On Thu Sep 26 21:45:02 2013, DAGOLDEN wrote:
Show quoted text> On Sat Mar 31 05:20:21 2012, antox@ml.lv wrote:
> > YAML-Tiny-1.51 attempts utf8::decode in read_string, but does not
> > utf8::encode in write_string. Is there a reason for such asymmetric
> > behaviour and serializing not to byte stream?
>
> I believe the decoding is an attempt to "do the right thing" for
> people who pass a string read raw from a file who forgot to decode it.
>
> I don't believe that write_string should encode -- at least not by
> default -- as tools that expect characters and then do their own UTF-8
> encoding would double-encode.
>
> The "right" thing would be for read_string not to decode by default,
> but I'm not sure changing it now is wise.
As far as I can understand the spec [1], the stream is supposed to be
encoded using UTF-8/16. So information appears either as octets or as a
completely unfolded data structure (no intermediate representations).
This seems like what YAML::XS does. Apparently, when dealing with streams
presented as strings, YAML and YAML::Syck implicitly delegate encoding
issues to the outside. If I remember correctly, some JSON module(s) also
had deviations in that matter.
Show quoted text> Possibly adding a write_utf8_string function that gives encoded output
> makes sense so the choice is more obvious to people.

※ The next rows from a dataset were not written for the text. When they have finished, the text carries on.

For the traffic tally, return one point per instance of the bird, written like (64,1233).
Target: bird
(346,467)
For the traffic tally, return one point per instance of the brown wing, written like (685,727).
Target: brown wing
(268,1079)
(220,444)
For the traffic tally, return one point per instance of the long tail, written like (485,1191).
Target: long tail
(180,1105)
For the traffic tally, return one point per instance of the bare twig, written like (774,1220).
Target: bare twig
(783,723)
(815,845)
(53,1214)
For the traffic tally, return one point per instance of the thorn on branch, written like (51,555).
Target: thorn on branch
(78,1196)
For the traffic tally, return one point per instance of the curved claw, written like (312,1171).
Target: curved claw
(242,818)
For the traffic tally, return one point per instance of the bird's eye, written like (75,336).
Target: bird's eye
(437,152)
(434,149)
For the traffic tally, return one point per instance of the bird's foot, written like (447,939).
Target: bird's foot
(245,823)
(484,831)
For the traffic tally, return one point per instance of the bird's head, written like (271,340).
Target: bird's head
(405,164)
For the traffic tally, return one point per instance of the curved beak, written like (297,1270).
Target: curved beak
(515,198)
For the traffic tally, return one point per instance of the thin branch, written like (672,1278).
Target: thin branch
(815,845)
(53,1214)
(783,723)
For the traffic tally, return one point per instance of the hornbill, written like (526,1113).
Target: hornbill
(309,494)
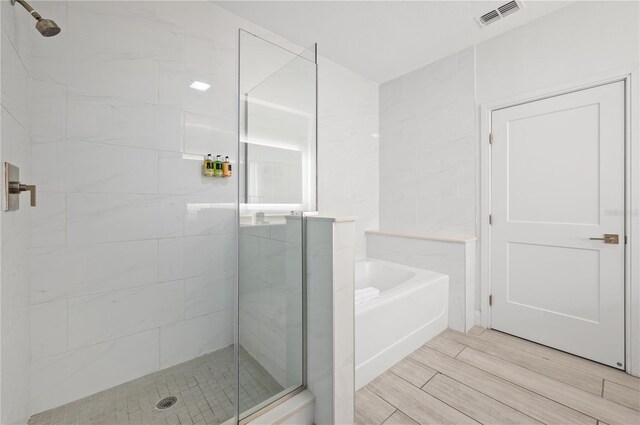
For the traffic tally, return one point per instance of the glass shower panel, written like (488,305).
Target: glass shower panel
(277,181)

I suspect I was mostly concerned about behavior of Load/Dump (interface
common to all YAML* modules). Dump just yields whatever write_string
returns. But also the write method (called by DumpFile) prints output
of write_string to file as is - this produces "wide char" warning
(unless user has set I/O layer in outer scope or tricked :layer into the
passed file path). (For comparison, YAML::(Load|Dump)File force :utf8
layer, but YAML::Syck::(Load|Dump)File accept $fh for path). I think
this was why I leaned towards altering write_string and moving closer to
YAML::XS. If my suggestion appears likely to cause more problems than to
solve, then IMHO putting a few explanatory lines into POD would be more
beneficious than adding write_utf8_string.
[1]
http://www.yaml.org/spec/1.2/spec.html#id2771184